1. A story data processing method facing an intelligent robot is characterized by comprising the following steps:

acquiring story text data;

based on the mutual relation, the sound effect data and the story text data are fused to generate and output story content audio data;

in the process of carrying out sound effect data matching on story text word segmentation results based on a story sound effect model, obtaining sound effect data corresponding to the story text word segmentation results and determining matching detail description between the sound effect data and the corresponding text word segmentation results, wherein:

decomposing content elements of the story based on the text recognition result, and extracting story elements; determining sound effect data matched with the text word segmentation result according to the story elements corresponding to the text word segmentation result;

selecting corresponding sound effect data from a sound effect library according to story elements corresponding to the text word segmentation result and/or the semantics of the text word segmentation result, and determining matching detail description between the sound effect data and the corresponding text word segmentation result;

specifically, the target to be analyzed is divided into several specific story elements, keyword extraction is performed on each story element, and the extracted keywords and story element labels are stored as analysis results; the story elements include story backgrounds, story characters, event content, event occurrence contexts, and/or event progression stages.

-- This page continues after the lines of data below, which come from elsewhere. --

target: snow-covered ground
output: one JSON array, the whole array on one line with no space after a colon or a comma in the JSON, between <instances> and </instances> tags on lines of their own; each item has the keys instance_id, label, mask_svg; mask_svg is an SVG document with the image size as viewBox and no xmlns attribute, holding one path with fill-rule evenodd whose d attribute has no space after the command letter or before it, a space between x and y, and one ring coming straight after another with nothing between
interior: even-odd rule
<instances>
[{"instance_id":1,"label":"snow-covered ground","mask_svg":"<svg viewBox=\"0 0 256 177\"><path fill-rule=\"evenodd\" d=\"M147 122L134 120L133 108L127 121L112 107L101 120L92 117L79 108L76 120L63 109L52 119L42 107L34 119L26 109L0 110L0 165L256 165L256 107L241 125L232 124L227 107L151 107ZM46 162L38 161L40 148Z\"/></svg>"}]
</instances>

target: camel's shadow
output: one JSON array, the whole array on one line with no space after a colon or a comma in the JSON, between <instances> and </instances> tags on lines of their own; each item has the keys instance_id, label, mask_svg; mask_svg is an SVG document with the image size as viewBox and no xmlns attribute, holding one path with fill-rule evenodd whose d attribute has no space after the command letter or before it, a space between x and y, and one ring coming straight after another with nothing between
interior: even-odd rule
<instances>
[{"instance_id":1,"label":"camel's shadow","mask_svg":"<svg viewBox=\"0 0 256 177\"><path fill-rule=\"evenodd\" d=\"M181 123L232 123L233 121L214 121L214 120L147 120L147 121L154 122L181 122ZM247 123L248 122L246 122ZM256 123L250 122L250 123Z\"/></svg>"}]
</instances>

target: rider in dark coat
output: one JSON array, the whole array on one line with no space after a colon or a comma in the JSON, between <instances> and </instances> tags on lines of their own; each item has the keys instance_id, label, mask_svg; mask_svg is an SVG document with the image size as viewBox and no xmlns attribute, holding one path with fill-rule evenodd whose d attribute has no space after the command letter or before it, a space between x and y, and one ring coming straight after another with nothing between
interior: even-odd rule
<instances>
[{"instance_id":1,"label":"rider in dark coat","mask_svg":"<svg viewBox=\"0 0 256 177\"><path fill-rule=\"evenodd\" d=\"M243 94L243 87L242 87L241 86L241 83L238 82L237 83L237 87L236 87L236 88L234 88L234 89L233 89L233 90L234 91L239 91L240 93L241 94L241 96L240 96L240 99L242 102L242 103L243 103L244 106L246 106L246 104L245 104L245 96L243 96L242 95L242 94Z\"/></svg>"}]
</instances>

2. The method of claim 1, wherein:

3. The method of claim 1, wherein the sound effect data comprises:

a sound effect tag, the sound effect tag comprising a sound effect type;

and/or the presence of a gas in the gas,

4. The method of claim 1, wherein:

5. A storage medium having stored thereon program code for implementing the method according to any one of claims 1-4.

6. An intelligent robot-oriented story data processing system, the system comprising:

a text acquisition module configured to acquire story text data;

the multi-mode story data generation module is configured to fuse the sound effect data and the story text data based on the mutual relation, generate story content audio data and output the story content audio data;

the sound effect processing module is also configured to select corresponding sound effect data from a sound effect library according to story elements corresponding to the text word segmentation result and/or the semantics of the text word segmentation result and determine matching detail description between the sound effect data and the corresponding text word segmentation result;

the sound effect processing module is specifically configured to disassemble content elements of the story based on the text recognition result and extract story elements; determining sound effect data matched with the text word segmentation result according to the story elements corresponding to the text word segmentation result;

specifically, the text analysis module divides the target to be analyzed into several specific story elements, extracts keywords for each story element, and stores the extracted keywords and story element labels as analysis results; the story elements include story backgrounds, story characters, event content, event occurrence contexts, and/or event progression stages.

7. The system of claim 6, wherein:

8. An intelligent story machine, the story machine comprising:

a story data processing system according to claim 6 or 7, configured to obtain corresponding story text data in accordance with the user's story requirements, generating story content audio data;

an output module configured to output the story content audio data to a user.